College Sports and Compliance with COVID-19 Measures
The COVID-19 pandemic has affected all walks of life. Many office workers have spent over five months working from home at this point. In the medical field, everyone is taking extra precautions. Some doctors are wearing full gowns, masks, and even face shields for standard office visits. Everyone needs to pay attention to barriers that can prevent the spreading of the virus. And social distancing has become paramount.
One casualty of all these precautions has been team sports. Many youth leagues and high schools have canceled two full seasons by now. At the college level, it’s been even worse. Many schools have permanently ended some of their sports programs.
These are serious decisions and not ones that have been taken lightly. Removing a varsity sports program has all kinds of impacts for scholar-athletes, alumni, and coaches. But during a crisis, sometimes there’s no other alternative. Of course, this can’t be done haphazardly. There are rules governing athletics departments at colleges. And when these decisions are made, they must also be compliant with federal law under Title IX.
Title IX famously mandates that schools provide competitive opportunities for all students. That means that schools can’t eliminate all the sports for one gender while retaining those for another. Men and women must have equal opportunity for athletic participation under the rule of Title IX. Title IX has been responsible for many opportunities for women. But it creates a fairly complicated standard for compliance.
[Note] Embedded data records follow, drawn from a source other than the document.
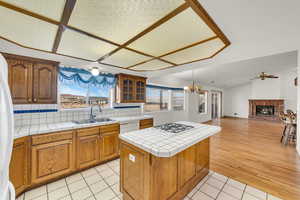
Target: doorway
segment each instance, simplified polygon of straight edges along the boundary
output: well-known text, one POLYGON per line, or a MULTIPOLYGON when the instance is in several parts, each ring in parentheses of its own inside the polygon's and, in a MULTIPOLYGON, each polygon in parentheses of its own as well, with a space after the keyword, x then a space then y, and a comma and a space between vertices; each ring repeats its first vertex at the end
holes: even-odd
POLYGON ((222 92, 211 91, 211 118, 218 119, 222 116, 222 92))

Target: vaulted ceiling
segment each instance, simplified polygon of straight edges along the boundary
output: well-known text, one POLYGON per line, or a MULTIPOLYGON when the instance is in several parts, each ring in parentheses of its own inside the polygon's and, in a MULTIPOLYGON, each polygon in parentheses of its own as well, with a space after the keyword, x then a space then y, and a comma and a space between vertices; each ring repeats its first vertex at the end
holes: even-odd
POLYGON ((2 39, 134 71, 209 59, 230 45, 196 0, 0 0, 0 18, 2 39))

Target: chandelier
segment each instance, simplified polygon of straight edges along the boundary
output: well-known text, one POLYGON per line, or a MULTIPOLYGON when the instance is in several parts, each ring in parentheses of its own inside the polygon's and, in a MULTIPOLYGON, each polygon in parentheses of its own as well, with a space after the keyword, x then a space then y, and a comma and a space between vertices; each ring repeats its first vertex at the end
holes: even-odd
POLYGON ((194 79, 194 71, 192 71, 192 78, 193 78, 192 85, 185 86, 184 90, 189 91, 191 93, 200 94, 202 87, 199 84, 197 84, 196 80, 194 79))

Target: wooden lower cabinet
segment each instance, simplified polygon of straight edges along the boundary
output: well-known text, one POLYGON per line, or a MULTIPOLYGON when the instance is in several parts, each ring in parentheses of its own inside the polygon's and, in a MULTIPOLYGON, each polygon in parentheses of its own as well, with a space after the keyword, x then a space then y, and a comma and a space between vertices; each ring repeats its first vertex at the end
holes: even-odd
POLYGON ((206 162, 209 161, 209 139, 166 158, 154 156, 124 141, 120 143, 124 200, 181 200, 209 172, 206 162), (200 170, 198 166, 205 167, 200 170))
POLYGON ((74 171, 74 150, 74 143, 72 140, 63 140, 32 146, 32 184, 49 181, 74 171))
POLYGON ((140 129, 153 127, 153 118, 140 120, 140 129))
POLYGON ((100 161, 99 128, 77 131, 77 168, 93 166, 100 161))
POLYGON ((209 138, 199 142, 197 148, 196 171, 200 173, 203 169, 209 169, 209 138))
POLYGON ((193 145, 178 155, 180 187, 196 176, 196 147, 197 145, 193 145))
POLYGON ((29 184, 29 137, 14 141, 9 166, 9 178, 15 187, 16 194, 22 193, 29 184))
POLYGON ((15 139, 10 180, 16 194, 119 157, 119 124, 15 139))

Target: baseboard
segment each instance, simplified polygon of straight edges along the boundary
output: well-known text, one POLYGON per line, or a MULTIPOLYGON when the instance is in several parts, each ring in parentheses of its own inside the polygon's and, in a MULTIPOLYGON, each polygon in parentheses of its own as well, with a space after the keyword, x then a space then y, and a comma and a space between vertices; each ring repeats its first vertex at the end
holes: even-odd
POLYGON ((248 117, 237 117, 237 116, 230 116, 230 115, 224 115, 222 118, 249 119, 248 117))

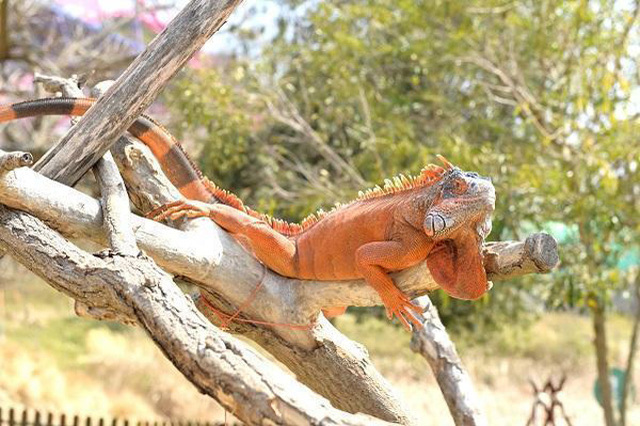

Both competition levels and competition opportunities must be taken into consideration. When they’re eliminating a program, schools need to make sure that no one group of students is retaining a better intensity or opportunity for competition than any other group. They need to be pretending equivalent opportunities for both men and women. Finally, the new roster of athletic programs after eliminations must pass a three-part test.
The first part of the test seeks proportional representation in men’s and women’s athletics. Failing that, the school should show a track record of efforts to expand the opportunities for the under-represented gender. The program offerings should reflect the current interests and abilities of the student body. If these tests and requirements can be met, the athletic program will be deemed in compliance with Title IX.